In the era of Internet of Things (IoT) and blockchain, it has become increasingly obvious that without the extensive global adoption and successful deployment of IPv6 as the primary version of the Internet Protocol (IP), if not the only version of IP completely replacing IPv4, not only the future deployment and growth of IoT and other technological innovations relying on the support of the Internet are impossible, but the future of the Internet itself is at stake. 

In order to support the rapid new development and the worldwide adoption of IoT as well as the continued growth of M2M technology and its large scale applications in the future, a global adoption and deployment of the Internet Protocol Version 6 (IPv6) are required because all of the sensors and machine-readable identifiers needed to make the Internet of Things a reality will need an extremely large address space. 

Consequently, the future success of M2M, as an integral part of the IoT, will largely be determined by the successful global adoption of IPv6.


- Artificial Intelligence of Things (AIoT)

IoT is creating massive amounts of data. From health information to environmental conditions to warehouse and logistics data, IoT devices regularly generate far more data than anyone can process or utilize in a productive manner. Fortunately, there is a solution: AI in the form of big data. IoT requires AI. Over time, AI systems can learn the most important patterns and trends. It can identify when a specific event occurs that requires human intervention. It can sense security breaches and stop them before they become a crisis. In short, for IoT to reach its full potential, it needs artificial intelligence.

IoT allows devices to communicate with each other and act on those insights. These devices are only as good as the data they provide. To be useful for decision-making, data needs to be collected, stored, processed, and analyzed. This creates challenges for organizations. As IoT applications increase, businesses are struggling to efficiently process data and use it for real-world decision making and insights. 

This is due to two issues: cloud and data transfer. The cloud cannot scale to handle all the data from IoT devices, and transferring data from IoT devices to the cloud is limited by bandwidth. Regardless of the size and complexity of the communication network, the sheer volume of data collected by IoT devices can cause delays and congestion. 

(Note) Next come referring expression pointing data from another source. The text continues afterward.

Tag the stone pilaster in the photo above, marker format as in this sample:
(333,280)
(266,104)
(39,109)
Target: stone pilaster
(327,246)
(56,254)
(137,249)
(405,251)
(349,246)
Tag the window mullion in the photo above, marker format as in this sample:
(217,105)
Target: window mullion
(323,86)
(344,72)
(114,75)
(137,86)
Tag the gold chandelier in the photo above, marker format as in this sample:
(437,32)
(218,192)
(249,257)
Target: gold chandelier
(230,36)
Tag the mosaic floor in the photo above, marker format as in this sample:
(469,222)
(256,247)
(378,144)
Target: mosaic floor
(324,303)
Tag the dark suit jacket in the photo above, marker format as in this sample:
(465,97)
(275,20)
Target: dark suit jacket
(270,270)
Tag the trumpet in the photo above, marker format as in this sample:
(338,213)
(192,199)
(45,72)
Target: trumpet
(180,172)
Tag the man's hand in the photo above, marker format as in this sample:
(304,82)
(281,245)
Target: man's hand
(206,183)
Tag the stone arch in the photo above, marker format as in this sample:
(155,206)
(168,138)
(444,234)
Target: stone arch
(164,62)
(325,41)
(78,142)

Some IoT applications rely on fast, real-time decision-making, such as self-driving cars. To be effective and safe, self-driving cars need to process data and make instant decisions (just like humans do). They are not limited by latency, unreliable connections, and low bandwidth. 

Self-driving cars are far from the only IoT applications that rely on such quick decisions. Manufacturing already contains IoT devices, and delays or delays can affect processes or limit capacity in an emergency.

The convergence of AI and IoT can redefine how industries, commerce and economies work. AI-enabled IoT creates intelligent machines that can simulate intelligent behavior and support decision-making with little or no human intervention.